La pieza, explica a Efe el historiador y creador de la obra Rubén Sáez, es la más antigua de la que se tiene constancia histórica porque existen datos de algunas anteriores pero «solo se mencionan como torres en los textos, de ésta sí que se cuenta con relieves y planos esquemáticos» que son los que le han permitido llevarla a la realidad.

Se trata de la pieza estrella del medio centenar que ha recreado Rubén Sáez, un joven historiador especializado en maquinaria de guerra antigua que ha llevado su pasión desde las páginas de los libros a la vida real.

Hasta llegar a la zona de exposición han tenido que pasar cuatro meses de intenso trabajo, una labor artesanal que, según su constructor, «hacemos entre una o dos personas así que es muy costoso».

En el «Trebuchet Park» muestra piezas históricas distribuidas a través de seis bloques temáticos; tres de Neoasiria, Grecia y Roma y otros tres de la época medieval, diferenciando el mundo cristiano, musulmán y oriental.

Sáez está doctorado en Historia por la Universidad Complutense de Madrid, con la tesis «La Poliocrética en el Mundo Antiguo», y ha recibido el Premio Nacional Defensa 2004, en la modalidad de Historia y Geografía Militar.

«Llevo diez años investigando máquinas de guerra»

Llevo diez años investigando máquinas de guerra, las había estudiado para artículos de revista y para mis libros pero empecé a construirlas porque me faltaba información por ejemplo sobre si funcionaban», cuenta.
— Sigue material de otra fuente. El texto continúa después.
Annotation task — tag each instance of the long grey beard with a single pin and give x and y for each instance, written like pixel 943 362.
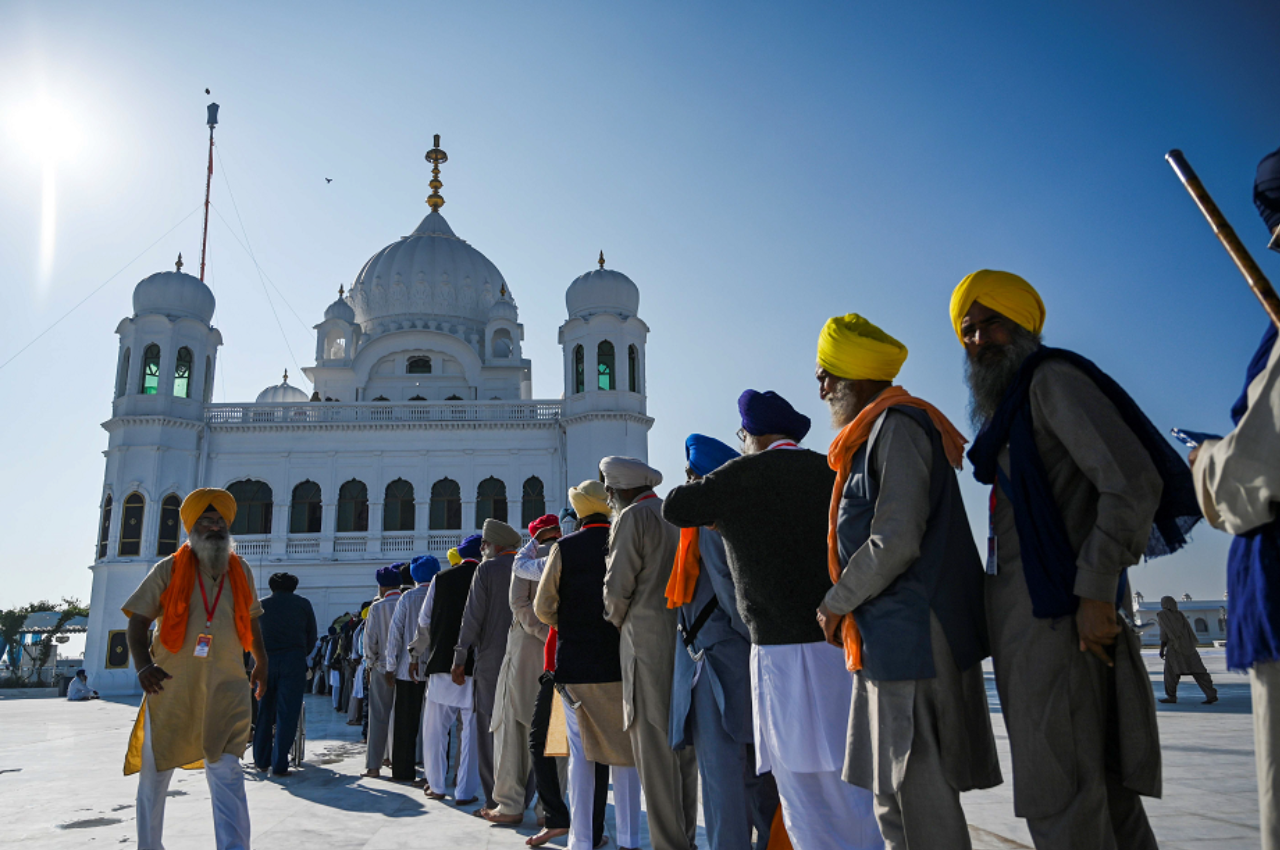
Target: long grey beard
pixel 988 380
pixel 213 554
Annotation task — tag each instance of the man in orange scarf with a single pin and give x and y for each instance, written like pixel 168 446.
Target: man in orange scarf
pixel 196 711
pixel 908 595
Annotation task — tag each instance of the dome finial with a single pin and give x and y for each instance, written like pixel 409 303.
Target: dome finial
pixel 435 156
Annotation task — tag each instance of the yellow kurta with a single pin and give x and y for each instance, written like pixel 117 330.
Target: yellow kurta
pixel 204 711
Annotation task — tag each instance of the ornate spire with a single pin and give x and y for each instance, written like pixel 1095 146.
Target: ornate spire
pixel 435 156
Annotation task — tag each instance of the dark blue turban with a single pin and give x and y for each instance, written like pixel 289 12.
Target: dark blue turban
pixel 470 548
pixel 424 567
pixel 705 453
pixel 771 414
pixel 389 576
pixel 1266 190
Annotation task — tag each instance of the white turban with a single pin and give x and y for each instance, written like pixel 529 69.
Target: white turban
pixel 629 473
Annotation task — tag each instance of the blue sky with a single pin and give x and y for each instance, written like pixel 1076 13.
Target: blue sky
pixel 754 168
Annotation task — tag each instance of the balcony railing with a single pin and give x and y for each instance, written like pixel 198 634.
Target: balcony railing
pixel 310 412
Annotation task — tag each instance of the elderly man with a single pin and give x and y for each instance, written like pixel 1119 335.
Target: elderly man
pixel 1083 485
pixel 641 553
pixel 380 684
pixel 909 579
pixel 711 694
pixel 410 690
pixel 589 677
pixel 288 631
pixel 485 624
pixel 196 708
pixel 775 501
pixel 438 626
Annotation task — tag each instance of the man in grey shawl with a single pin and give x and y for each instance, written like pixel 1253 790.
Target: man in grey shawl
pixel 1178 648
pixel 641 553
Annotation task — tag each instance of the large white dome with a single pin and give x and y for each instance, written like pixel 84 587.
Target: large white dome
pixel 603 291
pixel 430 273
pixel 174 295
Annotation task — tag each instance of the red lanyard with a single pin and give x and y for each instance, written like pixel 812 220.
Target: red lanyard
pixel 209 612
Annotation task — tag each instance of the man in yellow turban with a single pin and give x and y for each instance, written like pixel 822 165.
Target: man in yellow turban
pixel 196 707
pixel 1083 487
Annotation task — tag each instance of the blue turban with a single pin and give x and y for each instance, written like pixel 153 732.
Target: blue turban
pixel 1266 190
pixel 771 414
pixel 389 576
pixel 470 548
pixel 424 567
pixel 705 453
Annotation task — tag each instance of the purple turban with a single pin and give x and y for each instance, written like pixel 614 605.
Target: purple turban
pixel 769 414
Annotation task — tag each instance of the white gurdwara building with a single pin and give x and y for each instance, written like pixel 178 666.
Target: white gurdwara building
pixel 420 426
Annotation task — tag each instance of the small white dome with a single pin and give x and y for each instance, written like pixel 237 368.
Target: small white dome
pixel 282 393
pixel 603 291
pixel 176 295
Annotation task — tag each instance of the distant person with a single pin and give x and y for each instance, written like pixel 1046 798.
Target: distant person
pixel 1178 648
pixel 196 707
pixel 78 690
pixel 1238 485
pixel 288 629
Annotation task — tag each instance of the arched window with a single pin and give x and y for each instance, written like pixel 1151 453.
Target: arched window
pixel 182 374
pixel 105 531
pixel 446 505
pixel 170 524
pixel 398 507
pixel 353 506
pixel 490 501
pixel 306 510
pixel 533 502
pixel 150 370
pixel 604 365
pixel 252 507
pixel 131 525
pixel 122 379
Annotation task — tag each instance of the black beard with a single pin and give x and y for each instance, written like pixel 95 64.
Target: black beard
pixel 992 370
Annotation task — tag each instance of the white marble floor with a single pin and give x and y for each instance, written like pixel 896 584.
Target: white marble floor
pixel 60 778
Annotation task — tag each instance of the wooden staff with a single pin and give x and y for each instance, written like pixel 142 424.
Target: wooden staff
pixel 1253 275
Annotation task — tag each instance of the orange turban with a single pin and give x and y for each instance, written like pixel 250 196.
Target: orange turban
pixel 1006 293
pixel 202 499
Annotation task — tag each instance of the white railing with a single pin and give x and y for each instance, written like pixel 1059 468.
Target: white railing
pixel 309 412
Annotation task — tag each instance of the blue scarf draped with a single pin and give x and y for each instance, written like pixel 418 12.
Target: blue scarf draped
pixel 1048 558
pixel 1253 563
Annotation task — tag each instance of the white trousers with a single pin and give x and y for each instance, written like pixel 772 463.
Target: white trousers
pixel 437 720
pixel 225 791
pixel 581 794
pixel 822 812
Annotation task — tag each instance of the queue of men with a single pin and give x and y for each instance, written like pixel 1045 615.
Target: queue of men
pixel 801 633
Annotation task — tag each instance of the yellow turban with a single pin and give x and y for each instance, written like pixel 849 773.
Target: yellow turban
pixel 1006 293
pixel 854 348
pixel 588 498
pixel 202 499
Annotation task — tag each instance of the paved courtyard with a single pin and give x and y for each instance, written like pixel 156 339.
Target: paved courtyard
pixel 60 778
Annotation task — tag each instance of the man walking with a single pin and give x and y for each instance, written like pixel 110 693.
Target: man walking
pixel 196 708
pixel 288 630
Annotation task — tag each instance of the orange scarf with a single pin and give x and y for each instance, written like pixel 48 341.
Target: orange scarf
pixel 176 599
pixel 841 460
pixel 684 572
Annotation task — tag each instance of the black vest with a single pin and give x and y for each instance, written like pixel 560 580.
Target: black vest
pixel 447 606
pixel 588 644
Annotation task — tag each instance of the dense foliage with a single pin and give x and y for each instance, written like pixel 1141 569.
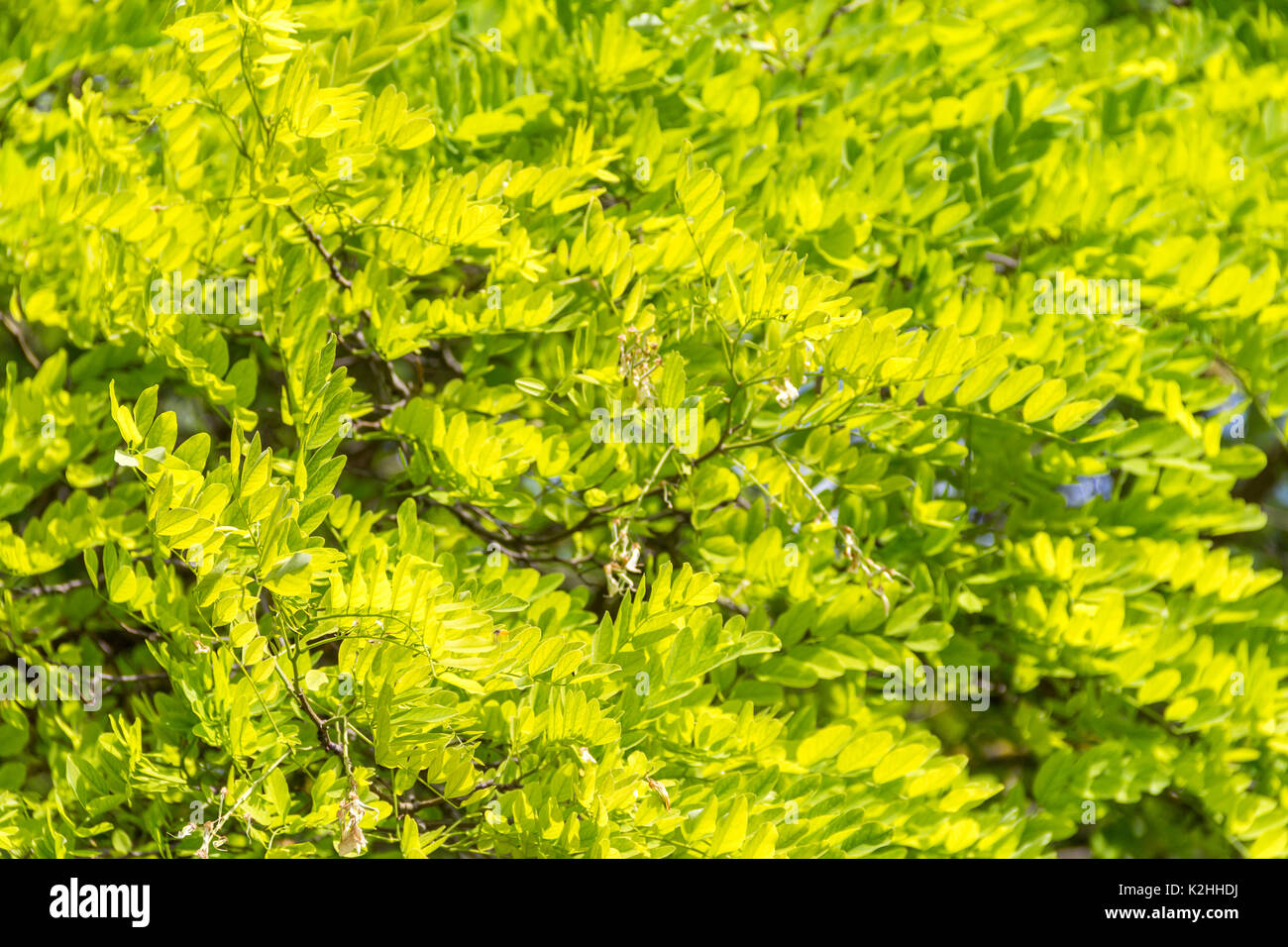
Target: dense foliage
pixel 545 428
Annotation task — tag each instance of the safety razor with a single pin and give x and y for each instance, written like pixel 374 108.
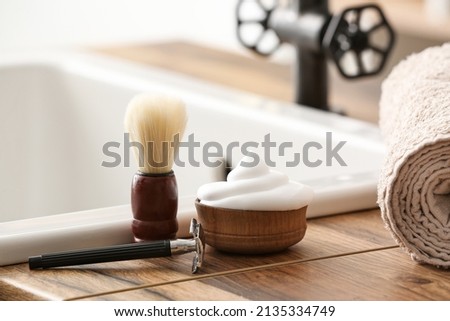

El parque es una realidad gracias al impulso de este joven y su familia y el apoyo de la Cámara de Comercio de Teruel en la promoción.

«Teníamos un terreno y aquí es donde comenzamos a instalar las máquinas hace casi año y medio» afirma este joven emprendedor.

Desde entonces han pasado por los 2.000 metros cuadrados que ocupa más de 5.000 personas, en torno a un 20 por ciento de ellos, explica, llegados desde países como Francia, Holanda o Alemania.

«Sáez recibió varias ofertas para instalar el parque en el extranjero»

Sáez destaca que este parque es el único de estas características que existe y por ello llegan visitantes de distintos lugares del mundo, algunos de ellos historiadores interesados en conocer estas máquinas a escala real.

La primera pieza que construyó Sáez fue una catapulta tipo Escorpio, a partir de unos restos encontrados en el yacimiento de La Caridad de la localidad cercana de Caminreal.

Después llegaron las demás, y en el cajón tiene otros 300 planos para construir otras tantas obras, aunque explica que el tiempo que hay que dedicar a cada pieza y los recursos con los que cuenta marcan los tiempos.

Autofinanciación

El parque se autofinancia con las entradas de los visitantes y los ingresos por las exposiciones que lleva fuera, como la que tiene previsto instalar en el Museo del Ejército del Alcázar de Toledo.

En el futuro, a Sáez le gustaría que el parque contara también con un campo de tiro para que los visitantes pudieran comprobar el funcionamiento de estas piezas.

Además, quiere ampliar las obras con nuevas máquinas de la época de Alejandro Magno y poner en marcha una exposición de ingenios de Leonardo Da Vinci y de ingenieros italianos del siglo XV.